アルノルド先輩用の素材とイェレ先輩用の素材を分けていく。そして私はあの不思議なキノコを見せた。
「このキノコなんですが、今まで見たことが無かったんで採取してきたんですよね。使えそうですか?」
すると二人ともキノコの入った瓶をジッと穴が開くんじゃないかと思うほど見ている。
「錬金には使えそうにないな」
「……これは見たことが無いから使うのも怖いな。とりあえず王宮の学者に提出だろう。あの人たちなら喜んで鑑定してくれる。新種かもしれないしな」
そして私の持っていたキノコは学者行きとなった。ファルスが持っていた瓶もイェレ先輩は喜んで受け取っていたわ。そして問題のブラックスパイダー。私はアルノルド先輩に瓶を渡すと、おもむろに瓶を開けて蜘蛛を取り出した。
「イェレ、これなんだがな。魔術に使えると思うんだ」
「ただの蜘蛛じゃないか。そこらへんに居る。使えないだろうどう見ても」
するとアルノルド先輩は蜘蛛に魔力を流すと蜘蛛はイェレ先輩の顔に糸を吐いた。あ、絶対嫌がらせだわ。あの時絶対イェレ先輩にもやってやろうと思ったに違いない。
「!!こらっ。顔に掛かったじゃないか」
イェレ先輩は糸を振り払った。
「イェレ、よく見てくれ。俺は漠然としか魔力がみえないからな。この糸、魔力を通していないか?そして切れない」
イェレ先輩はじっと糸の付いた手を見る。
「おぉぉ。本当だ。この糸、魔力を通しているぞ!?ちょっと蜘蛛を貸してくれ」
イェレ先輩は奪い取るように蜘蛛を持って魔力を流し始めた。
「おぉ、これは凄いな」
何度も何度も。いいおもちゃが見つかったようで良かったわ。そしてその被害者は言うまでもなくファルス。糸は全てファルスに向けられている。ファルスはでしょうね、と諦めた表情をしているわ。
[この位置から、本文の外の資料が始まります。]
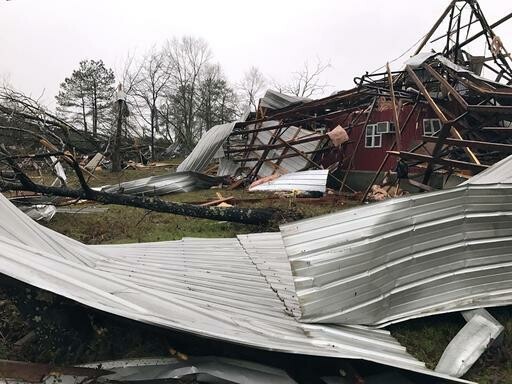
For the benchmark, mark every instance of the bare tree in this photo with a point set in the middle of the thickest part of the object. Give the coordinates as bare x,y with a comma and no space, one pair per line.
148,85
251,87
307,81
218,101
189,57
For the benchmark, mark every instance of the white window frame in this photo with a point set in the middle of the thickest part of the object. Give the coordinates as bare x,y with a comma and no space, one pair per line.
372,138
390,127
428,127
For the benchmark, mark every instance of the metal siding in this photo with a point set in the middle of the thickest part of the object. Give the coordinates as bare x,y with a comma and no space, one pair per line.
210,287
309,181
404,258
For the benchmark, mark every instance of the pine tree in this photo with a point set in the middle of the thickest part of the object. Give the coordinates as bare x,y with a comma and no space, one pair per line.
85,97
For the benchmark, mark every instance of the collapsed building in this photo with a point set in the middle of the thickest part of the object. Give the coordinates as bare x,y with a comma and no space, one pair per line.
328,286
438,118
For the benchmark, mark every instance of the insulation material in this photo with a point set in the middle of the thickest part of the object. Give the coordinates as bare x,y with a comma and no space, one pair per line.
165,184
480,331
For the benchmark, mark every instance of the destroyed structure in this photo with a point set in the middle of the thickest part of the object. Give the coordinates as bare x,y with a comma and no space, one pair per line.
326,286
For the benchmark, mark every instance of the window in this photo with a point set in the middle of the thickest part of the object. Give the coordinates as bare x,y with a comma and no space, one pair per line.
373,139
385,127
431,126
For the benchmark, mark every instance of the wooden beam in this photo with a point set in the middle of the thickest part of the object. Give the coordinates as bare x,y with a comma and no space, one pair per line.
505,148
395,113
426,95
447,85
446,162
467,150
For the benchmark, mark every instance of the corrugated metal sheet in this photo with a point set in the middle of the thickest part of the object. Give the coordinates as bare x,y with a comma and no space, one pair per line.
468,345
165,184
284,165
210,287
308,181
206,148
276,100
404,258
501,172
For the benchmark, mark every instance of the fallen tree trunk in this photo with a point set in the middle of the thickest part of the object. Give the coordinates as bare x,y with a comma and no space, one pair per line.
259,216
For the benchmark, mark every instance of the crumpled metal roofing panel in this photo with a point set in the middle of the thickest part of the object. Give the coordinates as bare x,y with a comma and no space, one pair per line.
308,181
404,258
287,164
277,100
206,148
164,184
501,172
209,287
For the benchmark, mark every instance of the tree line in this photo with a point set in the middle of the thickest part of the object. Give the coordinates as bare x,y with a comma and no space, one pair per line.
175,91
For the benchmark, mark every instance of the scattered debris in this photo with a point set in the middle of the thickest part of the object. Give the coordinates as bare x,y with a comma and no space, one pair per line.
165,184
39,212
407,257
305,181
220,294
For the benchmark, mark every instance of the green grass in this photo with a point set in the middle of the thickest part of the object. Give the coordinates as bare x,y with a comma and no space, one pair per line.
424,338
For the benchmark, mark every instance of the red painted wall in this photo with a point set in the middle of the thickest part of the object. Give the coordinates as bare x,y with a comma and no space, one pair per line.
369,159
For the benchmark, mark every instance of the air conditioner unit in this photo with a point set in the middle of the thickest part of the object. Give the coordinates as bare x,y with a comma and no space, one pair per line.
383,127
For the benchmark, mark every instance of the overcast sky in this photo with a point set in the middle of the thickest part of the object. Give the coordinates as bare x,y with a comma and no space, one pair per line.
42,41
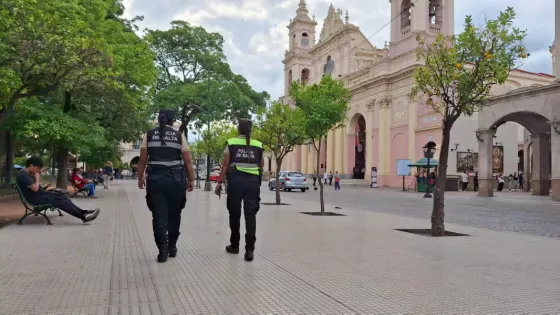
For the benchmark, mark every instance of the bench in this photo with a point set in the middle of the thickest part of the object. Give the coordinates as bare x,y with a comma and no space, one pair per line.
84,191
34,209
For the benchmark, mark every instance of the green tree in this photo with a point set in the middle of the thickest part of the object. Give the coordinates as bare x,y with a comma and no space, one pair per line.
195,78
281,128
110,95
44,45
324,107
456,79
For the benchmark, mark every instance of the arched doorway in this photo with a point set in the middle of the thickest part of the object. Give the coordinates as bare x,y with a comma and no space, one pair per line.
492,163
358,126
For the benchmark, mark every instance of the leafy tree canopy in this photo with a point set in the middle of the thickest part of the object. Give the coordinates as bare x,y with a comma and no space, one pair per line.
460,70
324,106
195,78
214,140
457,77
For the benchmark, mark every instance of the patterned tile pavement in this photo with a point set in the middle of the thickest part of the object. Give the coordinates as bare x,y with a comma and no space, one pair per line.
357,264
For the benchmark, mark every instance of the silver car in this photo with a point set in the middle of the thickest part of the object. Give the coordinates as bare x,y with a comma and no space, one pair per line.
290,180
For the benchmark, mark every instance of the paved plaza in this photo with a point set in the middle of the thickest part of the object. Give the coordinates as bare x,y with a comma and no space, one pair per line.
355,264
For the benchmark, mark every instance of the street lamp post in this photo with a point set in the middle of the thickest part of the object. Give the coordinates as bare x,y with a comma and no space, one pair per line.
429,149
207,183
197,161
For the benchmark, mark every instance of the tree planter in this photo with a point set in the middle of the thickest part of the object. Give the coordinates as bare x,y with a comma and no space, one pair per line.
324,214
427,232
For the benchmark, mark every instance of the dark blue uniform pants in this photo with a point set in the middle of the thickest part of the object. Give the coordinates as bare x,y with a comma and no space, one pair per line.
166,197
246,188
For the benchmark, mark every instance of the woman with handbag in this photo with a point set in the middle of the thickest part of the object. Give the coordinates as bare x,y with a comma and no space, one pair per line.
107,174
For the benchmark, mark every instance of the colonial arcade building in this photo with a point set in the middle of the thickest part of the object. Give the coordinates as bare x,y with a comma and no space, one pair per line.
383,125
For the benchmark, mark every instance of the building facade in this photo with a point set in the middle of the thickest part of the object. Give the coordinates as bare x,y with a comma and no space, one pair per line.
383,125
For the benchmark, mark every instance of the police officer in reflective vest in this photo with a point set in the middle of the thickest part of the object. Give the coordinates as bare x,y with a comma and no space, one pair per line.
243,163
165,152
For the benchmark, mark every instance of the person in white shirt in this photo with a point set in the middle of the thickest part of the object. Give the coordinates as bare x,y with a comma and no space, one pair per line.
464,180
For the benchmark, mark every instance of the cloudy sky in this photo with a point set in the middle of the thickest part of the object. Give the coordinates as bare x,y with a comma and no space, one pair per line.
256,35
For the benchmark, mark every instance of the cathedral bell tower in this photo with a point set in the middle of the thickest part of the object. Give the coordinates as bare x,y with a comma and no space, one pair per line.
297,59
425,17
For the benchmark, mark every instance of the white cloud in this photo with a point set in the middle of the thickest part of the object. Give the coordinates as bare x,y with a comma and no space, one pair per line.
256,36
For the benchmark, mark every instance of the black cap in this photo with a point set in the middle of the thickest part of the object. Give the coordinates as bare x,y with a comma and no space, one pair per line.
168,113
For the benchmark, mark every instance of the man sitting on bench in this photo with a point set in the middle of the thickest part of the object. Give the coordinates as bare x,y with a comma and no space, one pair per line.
28,181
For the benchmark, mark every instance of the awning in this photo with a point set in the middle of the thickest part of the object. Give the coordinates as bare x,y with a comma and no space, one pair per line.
423,162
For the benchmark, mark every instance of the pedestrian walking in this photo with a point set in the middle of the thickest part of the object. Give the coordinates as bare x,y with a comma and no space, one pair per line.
336,181
464,181
501,182
165,152
242,167
314,178
476,182
107,174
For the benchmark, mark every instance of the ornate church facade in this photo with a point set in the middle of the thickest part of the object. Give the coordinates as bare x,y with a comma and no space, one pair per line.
382,125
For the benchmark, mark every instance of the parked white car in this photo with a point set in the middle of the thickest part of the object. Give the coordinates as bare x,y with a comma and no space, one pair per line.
290,180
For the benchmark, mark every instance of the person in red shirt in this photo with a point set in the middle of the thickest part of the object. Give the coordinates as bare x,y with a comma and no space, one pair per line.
82,183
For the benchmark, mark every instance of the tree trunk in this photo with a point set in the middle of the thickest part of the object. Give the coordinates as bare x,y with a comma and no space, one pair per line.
277,176
7,153
438,211
320,179
62,152
62,175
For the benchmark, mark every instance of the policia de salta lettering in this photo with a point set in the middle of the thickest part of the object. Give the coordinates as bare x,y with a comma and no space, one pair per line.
165,157
243,164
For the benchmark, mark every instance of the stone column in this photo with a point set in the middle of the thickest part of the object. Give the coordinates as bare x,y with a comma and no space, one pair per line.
340,150
527,166
330,151
541,167
557,38
555,164
485,174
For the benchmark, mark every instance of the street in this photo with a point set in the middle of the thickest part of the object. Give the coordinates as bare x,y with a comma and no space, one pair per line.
509,211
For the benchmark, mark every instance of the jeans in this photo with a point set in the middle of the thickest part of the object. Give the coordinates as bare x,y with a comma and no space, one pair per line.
91,188
166,199
106,180
243,188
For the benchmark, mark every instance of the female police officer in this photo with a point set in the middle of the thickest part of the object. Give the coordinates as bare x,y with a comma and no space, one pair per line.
243,163
166,153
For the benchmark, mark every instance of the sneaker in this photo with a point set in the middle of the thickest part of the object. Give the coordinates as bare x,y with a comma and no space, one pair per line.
232,250
249,255
92,216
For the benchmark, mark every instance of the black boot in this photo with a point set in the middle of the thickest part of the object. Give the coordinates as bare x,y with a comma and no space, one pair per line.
172,248
232,250
163,253
249,255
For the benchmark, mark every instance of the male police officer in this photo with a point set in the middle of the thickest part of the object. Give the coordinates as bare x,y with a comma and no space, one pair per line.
243,163
166,152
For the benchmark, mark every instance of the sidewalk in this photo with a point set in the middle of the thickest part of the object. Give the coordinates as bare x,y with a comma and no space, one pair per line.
356,264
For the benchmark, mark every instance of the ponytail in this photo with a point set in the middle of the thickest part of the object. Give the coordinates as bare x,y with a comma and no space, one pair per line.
166,117
245,128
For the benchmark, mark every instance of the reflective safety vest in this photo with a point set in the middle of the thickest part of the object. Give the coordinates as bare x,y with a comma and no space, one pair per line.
245,158
166,155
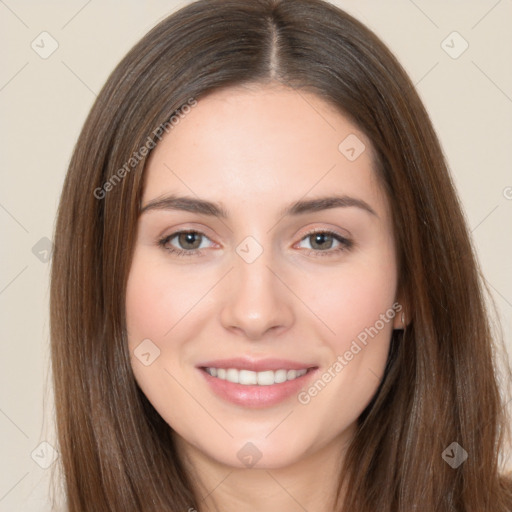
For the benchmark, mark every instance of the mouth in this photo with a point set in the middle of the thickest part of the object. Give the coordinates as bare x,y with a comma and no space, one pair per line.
252,378
256,384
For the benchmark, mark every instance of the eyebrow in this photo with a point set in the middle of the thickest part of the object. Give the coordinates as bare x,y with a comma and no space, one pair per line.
204,207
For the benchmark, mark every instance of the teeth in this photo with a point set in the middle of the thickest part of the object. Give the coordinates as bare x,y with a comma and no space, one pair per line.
250,378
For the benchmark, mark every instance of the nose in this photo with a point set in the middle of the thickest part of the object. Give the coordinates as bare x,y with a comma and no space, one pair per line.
257,300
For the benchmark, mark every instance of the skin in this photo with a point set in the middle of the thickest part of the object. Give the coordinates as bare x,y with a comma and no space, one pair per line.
255,150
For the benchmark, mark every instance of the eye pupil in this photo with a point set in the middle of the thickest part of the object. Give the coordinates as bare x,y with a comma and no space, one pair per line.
190,238
320,239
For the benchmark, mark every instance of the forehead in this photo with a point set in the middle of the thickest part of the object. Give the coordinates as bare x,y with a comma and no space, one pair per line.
252,143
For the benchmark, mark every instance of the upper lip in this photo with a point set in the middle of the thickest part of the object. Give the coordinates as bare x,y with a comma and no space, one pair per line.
244,363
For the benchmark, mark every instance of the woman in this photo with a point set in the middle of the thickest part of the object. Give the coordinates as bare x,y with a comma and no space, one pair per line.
323,345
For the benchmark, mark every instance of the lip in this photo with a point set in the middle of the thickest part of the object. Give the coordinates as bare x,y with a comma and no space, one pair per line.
256,397
244,363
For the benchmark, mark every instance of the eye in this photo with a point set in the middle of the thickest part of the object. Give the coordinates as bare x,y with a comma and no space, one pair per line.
189,242
322,241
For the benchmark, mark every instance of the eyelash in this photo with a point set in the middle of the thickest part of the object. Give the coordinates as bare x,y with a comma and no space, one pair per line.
345,243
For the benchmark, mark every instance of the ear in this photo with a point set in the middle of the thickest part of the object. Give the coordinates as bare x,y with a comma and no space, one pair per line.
402,312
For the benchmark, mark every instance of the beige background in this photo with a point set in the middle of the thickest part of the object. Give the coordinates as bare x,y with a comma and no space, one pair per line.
44,102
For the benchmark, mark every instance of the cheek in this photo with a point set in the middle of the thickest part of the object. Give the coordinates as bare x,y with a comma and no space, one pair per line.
157,299
353,298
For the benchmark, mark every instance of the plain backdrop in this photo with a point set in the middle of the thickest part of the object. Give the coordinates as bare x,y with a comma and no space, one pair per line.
43,104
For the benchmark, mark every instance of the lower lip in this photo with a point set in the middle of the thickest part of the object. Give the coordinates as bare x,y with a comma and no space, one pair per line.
257,396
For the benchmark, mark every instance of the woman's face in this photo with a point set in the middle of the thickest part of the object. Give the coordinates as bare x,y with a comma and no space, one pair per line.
271,283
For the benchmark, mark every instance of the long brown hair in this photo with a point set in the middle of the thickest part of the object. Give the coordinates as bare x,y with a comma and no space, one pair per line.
440,384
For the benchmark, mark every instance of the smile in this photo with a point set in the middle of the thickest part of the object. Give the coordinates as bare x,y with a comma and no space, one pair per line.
251,378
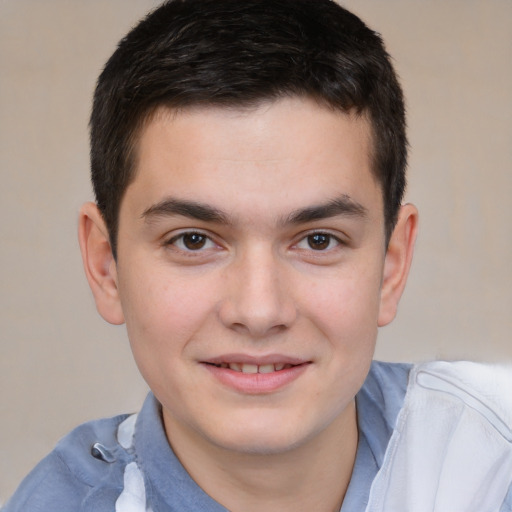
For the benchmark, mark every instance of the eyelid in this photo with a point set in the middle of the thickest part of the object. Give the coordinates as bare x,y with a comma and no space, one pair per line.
340,240
171,241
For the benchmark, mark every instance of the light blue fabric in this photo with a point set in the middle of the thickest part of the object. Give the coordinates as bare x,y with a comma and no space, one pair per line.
71,479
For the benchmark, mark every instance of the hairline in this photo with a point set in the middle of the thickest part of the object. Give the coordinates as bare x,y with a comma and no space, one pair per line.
164,107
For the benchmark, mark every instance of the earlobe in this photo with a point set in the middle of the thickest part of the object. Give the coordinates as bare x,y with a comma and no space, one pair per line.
99,264
397,262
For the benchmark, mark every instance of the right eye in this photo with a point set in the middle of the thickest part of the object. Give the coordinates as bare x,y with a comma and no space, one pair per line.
191,241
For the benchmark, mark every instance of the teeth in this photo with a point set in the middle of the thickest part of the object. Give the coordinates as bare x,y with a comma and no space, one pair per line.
249,368
254,368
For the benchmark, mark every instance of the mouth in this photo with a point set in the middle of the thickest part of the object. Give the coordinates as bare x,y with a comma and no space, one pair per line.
251,368
256,376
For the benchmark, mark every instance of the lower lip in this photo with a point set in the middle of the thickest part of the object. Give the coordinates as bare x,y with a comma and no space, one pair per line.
256,383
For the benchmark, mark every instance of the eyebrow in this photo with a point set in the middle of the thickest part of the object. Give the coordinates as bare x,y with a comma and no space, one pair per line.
343,205
185,208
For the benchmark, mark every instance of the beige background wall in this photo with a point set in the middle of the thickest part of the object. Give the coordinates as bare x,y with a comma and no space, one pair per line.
61,365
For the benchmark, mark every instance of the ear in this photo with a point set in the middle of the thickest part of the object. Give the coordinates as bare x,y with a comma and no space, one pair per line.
99,264
397,262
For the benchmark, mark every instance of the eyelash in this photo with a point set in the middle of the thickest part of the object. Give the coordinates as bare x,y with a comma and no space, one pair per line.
205,239
330,239
175,242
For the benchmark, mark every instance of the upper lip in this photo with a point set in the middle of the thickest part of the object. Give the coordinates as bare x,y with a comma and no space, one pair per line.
257,360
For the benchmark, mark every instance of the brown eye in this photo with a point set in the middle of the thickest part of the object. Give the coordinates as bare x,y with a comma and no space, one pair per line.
194,241
319,241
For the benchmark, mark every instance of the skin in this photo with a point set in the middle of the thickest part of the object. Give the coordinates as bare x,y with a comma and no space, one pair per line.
254,236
「この糸を大量生産すれば使えるんじゃないでしょうか?」
「例えば何に?」
イェレ先輩が興味津々に聞いてきた。
「例えば、魔方陣として魔力を通し易くなるから魔力ロスが減るとか、大量に糸を生産させてローブにするとか。魔力を通せばほらっ、透明人間になっちゃうよ?的な感じですかね」
アルノルド先輩もイェレ先輩も驚き目を丸くしている。
「マーロアの発想は面白いな。次の研究に取り入れてみよう」
「イェレ先輩、では蜘蛛を飼うのですか?」
「んー生態がよくわからないからな。これも学者に渡して増やして貰うことにする」
そうして学者行きの素材として送られていった。イェレ先輩の魔法ですぐに。急に送られてきた学者さん達はびっくりだろう。